In March 1954 they relocated their London service from Bovingdon to Northolt. By June Stockholm was dropped and the route revised to NCL - Oslo - Stavangar. By October 1954 the Northolt operation began to shift to Heathrow. A NCL - Belfast service started early in 1955.

Poor pax figures at NCL saw the Manchester and Glasgow routes transferred to Dragon by June 1955. Dragon Herons also took over the Copenhagen - Hamburg route. By November 1955 Dragon Airways were handed the whole Northern Route structure of Hunting.

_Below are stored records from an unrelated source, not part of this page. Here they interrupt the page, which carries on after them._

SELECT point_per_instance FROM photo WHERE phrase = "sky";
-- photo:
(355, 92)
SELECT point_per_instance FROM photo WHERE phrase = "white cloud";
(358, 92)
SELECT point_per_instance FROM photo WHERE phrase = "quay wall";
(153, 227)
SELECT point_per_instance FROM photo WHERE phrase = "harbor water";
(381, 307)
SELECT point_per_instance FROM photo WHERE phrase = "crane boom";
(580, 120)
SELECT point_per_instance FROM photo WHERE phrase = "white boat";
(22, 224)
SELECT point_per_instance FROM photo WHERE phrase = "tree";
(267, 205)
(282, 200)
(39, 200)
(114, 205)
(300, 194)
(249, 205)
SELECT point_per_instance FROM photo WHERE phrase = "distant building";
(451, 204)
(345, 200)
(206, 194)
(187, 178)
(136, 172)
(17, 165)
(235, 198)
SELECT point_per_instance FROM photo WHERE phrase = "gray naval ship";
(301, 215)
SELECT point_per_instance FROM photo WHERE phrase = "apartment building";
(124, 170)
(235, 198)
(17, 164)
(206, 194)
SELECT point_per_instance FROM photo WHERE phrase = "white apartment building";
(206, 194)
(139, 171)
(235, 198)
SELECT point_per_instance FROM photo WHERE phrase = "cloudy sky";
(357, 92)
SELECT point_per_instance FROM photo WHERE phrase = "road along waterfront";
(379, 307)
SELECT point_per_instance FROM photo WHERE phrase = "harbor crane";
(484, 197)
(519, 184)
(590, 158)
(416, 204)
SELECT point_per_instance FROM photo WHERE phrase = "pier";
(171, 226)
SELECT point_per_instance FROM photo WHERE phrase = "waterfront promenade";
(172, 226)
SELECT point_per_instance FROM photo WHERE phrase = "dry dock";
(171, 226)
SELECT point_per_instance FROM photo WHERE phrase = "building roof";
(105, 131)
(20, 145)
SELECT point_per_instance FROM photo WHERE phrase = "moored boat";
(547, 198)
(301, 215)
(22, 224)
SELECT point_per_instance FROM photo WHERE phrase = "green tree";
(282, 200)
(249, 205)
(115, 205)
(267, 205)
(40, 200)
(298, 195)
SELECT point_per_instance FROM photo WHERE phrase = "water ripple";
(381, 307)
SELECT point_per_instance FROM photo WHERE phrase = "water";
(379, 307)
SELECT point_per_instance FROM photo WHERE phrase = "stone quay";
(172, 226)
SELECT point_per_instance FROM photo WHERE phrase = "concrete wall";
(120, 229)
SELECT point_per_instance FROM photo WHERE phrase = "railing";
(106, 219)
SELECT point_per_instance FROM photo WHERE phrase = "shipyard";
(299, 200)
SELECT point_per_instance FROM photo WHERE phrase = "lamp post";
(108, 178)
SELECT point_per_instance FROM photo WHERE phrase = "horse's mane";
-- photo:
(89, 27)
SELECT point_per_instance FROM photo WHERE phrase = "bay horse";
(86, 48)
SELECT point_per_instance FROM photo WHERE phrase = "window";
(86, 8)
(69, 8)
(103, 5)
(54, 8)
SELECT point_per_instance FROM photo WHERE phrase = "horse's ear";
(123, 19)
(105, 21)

Although Hunting had a vested interest in Dragon (as did Elder Dempster and Tyne Tees Shipping Company) they had no further contact with this network.

Jamesair
22nd Aug 2006, 12:52
Your detailed reply is much appreciated. In the back of my mind I have a Brussels - Zurich route....do you know if this was just proposed or was it ever operated?

jabberwok
22nd Aug 2006, 13:35
Not that I can see. Hunting was also involved in a huge amount of ad-hoc charter, regular charter and contract work, none of which I have any firm details on other than the African connections.

WHBM
22nd Aug 2006, 20:55
There's a big writeup on Hunting-Clan in Tony Merton-Jones' book "History of British Independent Airlines", out of print now but half-price copies still available from a well-known aviation hobby and book shop in West Drayton.

Jamesair
22nd Aug 2006, 21:22
thanks...I'll investigate that.....I know the shop you mean.

jabberwok
22nd Aug 2006, 23:35
Heh, heh. Great minds...

It was from Volume II of the said work that I was quoting from.. :)

WHBM
23rd Aug 2006, 08:22
Jabberwok, sounds like you have the 1970s original of the book, in 4 volumes. It was reprinted a few years ago in one hardback volume, which is a more convenient format. Sure quite a number here have one or the other, and a greedy few may have both :) I've used it to help answer many a question here on AH&N.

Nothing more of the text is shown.